PayPal Launches Quick & Easy Millennial-Friendly Payment Service
On Tuesday, PayPal announced a new service called PayPal.me, designed to add some modern functionality to its old-by-Internet-standards payment platform.
The new offering takes a page from Venmo, the mobile payment app popular with millennials that PayPal acquired last year. Venmo lets users send and request money with the tap of a few smartphone buttons—a stark contrast to the comparatively byzantine experience of requesting money on PayPal, which requires users to log into a website and fill out a form.
But Venmo isn’t for everyone; it features a social news feed of friends’ transactions and automatically translates words like "rent" into emojis (a house and money with wings). This kind of stuff tends to go over well with millennials, but can be alienating to older consumers. Additionally, Venmo faced criticism last year for security flaws and the lack of a customer service number, leaving many still skeptical although they've since added two-factor authentication.
PayPal.me looks to bridge the gap between ultra-casual Venmo and old-fashioned PayPal by making it extremely easy for users to request money without using a mobile app or logging into PayPal's website. To use PayPal.me, each user has a free, personalized link ("paypal.me/barackobama" for example) that can be texted, emailed, tweeted, or otherwise posted. If someone else has the link, they can easily complete the charge request on the spot (the site is optimized for mobile). People are sometimes reluctant about directly asking for money they're owed, and PayPal is betting that providing a simple, digital way of requesting should prevent them from leaving money on the table.
Unlike Venmo, which bombards the user with a text, email, and phone notification for an incoming request—you can complete the charge outside the Venmo app if you text back—PayPal.me caters to slightly more mature users by having them directly send the request themselves from their own email or phone number. It also requires the person completing the link to remember the nature and amount of the debt in question, though a person could request a specific amount by sharing a link with a number at the end, separated by a slash. “Paypal.me/barackobama/25” for example. But the link isn't specific to the person, and the service doesn't even know if a request has been sent. A person's PayPal.me address is nothing more than a dropbox.

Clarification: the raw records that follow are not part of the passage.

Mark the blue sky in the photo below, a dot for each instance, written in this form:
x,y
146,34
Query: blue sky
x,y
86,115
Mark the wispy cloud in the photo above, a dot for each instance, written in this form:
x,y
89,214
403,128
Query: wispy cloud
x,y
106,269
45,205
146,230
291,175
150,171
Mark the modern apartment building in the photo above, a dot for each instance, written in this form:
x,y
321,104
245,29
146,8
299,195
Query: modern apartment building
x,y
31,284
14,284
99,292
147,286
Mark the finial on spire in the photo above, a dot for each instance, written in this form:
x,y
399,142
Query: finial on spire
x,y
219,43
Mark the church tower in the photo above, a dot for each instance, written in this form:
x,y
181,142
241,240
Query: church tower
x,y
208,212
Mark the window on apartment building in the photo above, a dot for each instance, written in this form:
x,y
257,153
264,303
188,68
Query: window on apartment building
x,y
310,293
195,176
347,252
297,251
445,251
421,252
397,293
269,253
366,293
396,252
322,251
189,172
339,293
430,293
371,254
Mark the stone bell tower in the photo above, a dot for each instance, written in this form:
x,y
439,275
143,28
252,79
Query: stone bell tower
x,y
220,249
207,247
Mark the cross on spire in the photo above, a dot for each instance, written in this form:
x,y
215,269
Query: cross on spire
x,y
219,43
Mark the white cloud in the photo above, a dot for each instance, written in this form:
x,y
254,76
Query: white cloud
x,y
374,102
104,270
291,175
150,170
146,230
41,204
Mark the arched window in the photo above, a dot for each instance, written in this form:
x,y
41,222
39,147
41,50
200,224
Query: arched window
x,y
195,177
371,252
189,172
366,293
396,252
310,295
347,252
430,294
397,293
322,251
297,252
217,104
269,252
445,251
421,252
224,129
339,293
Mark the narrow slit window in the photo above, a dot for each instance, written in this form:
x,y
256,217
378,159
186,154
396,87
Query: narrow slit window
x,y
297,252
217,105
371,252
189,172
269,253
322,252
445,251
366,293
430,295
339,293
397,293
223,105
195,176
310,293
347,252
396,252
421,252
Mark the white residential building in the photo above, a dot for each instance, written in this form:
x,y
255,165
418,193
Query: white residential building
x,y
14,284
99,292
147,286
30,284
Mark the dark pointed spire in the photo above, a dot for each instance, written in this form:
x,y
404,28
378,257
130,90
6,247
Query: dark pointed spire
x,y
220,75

Considering that PayPal owns Venmo, the new url-based platform PayPal.me isn’t really trying to compete with the popular app. As TechRadar notes, “unlike with Venmo, which only works with U.S. banks, credit and debit cards, PayPal.Me is targeting the company’s much broader global user base.”
And as for the classic chunky website PayPal that Elon Musk developed ages ago, it’s not going anywhere. PayPal.me is simply another option for users to request money and get paid.